Kiev: This is all very good, of course. But it would've been better if they were giving raises proportionally to everyone. I, for example, am very concerned about teachers’ salaries: they are forced to give lower grades to children (!!) in order to tutor them for money. Not all are like this, but there're enough… A teacher has to think about the children and not of the ways to make money… And this is the responsibility of our state.

[…]

Demjan: I graduated from the Kyiv Polytechnics. Electrical mechanics engineer, my salary is 800 hryvnias [$160 a month], it's not funny. The only way out is to escape to the west.

[…]

SS: As strange as it sounds, but I also graduated from [the Kyiv Polytechnics] (an electrical mechanic as well). My official salary is 5,000 hryvnias [$1,000 a month] + awards + additional earnings + all kinds of bonuses. It's not enough to graduate from the Polytechnics – you've gotta be an engineer as well, and not some [dishwasher].

[…]

50 bln: Fifty billion dollars of investments are gone to Africa – the money that could've been in Ukraine. And now do a calculation on how many street cleaners, lecturers […] and other professions would've gotten preferences, as well as how many Ukrainian officials would've taken part in drowning this project. But in Ukraine, they'll continue to read [Yulia Tymoshenko]'s articles, discuss honorary citizenship for [Verka Serdyuchka] and seek favors with [Gazprom].

[…]

4 comments

  • Evance Ng'ingo

    iam evance a 26 aged journalists i would like you to be publishing other storiews from the developing nations in Africa like Tanzania Kenya and Uganda.

  • Chris

    I am from South Africa. I visited Ukraine last year. The average salary in South Africa ranges from R132,224 to R289,695 based on different profesions and years of experience. So the average salary in South Africa for the middle class ranges from USD18,000 to USD40,000 per year.
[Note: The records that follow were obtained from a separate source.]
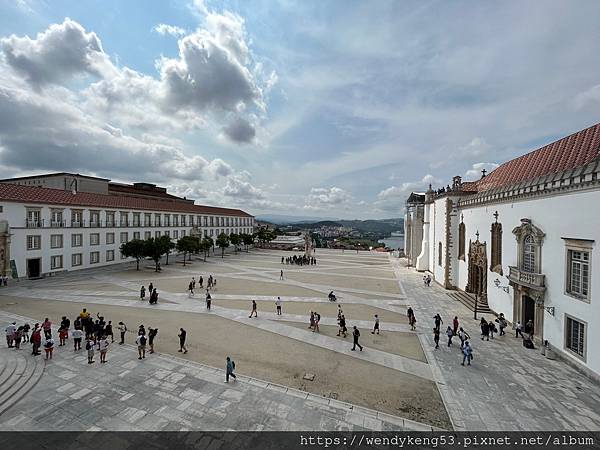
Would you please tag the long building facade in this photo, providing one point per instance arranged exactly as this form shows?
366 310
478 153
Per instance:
524 241
62 221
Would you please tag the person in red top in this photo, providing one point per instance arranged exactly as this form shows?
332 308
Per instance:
36 340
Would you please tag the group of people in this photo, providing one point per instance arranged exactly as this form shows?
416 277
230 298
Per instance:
211 283
299 260
153 294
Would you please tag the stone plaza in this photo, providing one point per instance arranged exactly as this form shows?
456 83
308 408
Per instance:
289 378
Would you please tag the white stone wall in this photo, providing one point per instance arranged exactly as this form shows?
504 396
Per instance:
569 215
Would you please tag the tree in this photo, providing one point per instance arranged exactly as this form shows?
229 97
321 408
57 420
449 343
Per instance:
155 248
235 240
186 245
168 244
134 249
248 240
222 243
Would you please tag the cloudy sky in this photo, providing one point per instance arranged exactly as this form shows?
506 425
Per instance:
307 108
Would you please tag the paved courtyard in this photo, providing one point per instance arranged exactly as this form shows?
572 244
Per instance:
397 382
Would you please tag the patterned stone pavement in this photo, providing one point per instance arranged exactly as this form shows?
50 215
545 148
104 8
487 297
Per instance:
164 393
507 387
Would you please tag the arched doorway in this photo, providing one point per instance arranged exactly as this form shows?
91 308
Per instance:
477 282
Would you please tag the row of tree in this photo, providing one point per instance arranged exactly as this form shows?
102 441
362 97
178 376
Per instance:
156 248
    http://www.payscale.com/research/ZA/Country=South_Africa/Salary

    The prices of goods like food in the super markets and prices of motor cars in Ukraine are similar to the prices in South Africa. It also costs about the same to eat out in a restuarant in Kiev than it does in South Africa.If I look at the salaries stated for Ukraine in the other posts, then I can not understand how the people of Ukraine can afford to live in Ukraine. Could somebody please explain this to me.

  • […] reported last week that Kyiv street cleaners would be receiving $400 a month beginning this June, a number of readers confessed that they were earning less working as college lecturers or medical doctors. How some skilled […]

  • Li

    if the average salary as said on the comments is about 200 u.s.dollars in Ukraine,I think it’s really hard to make bread at the EastEuropean living cost.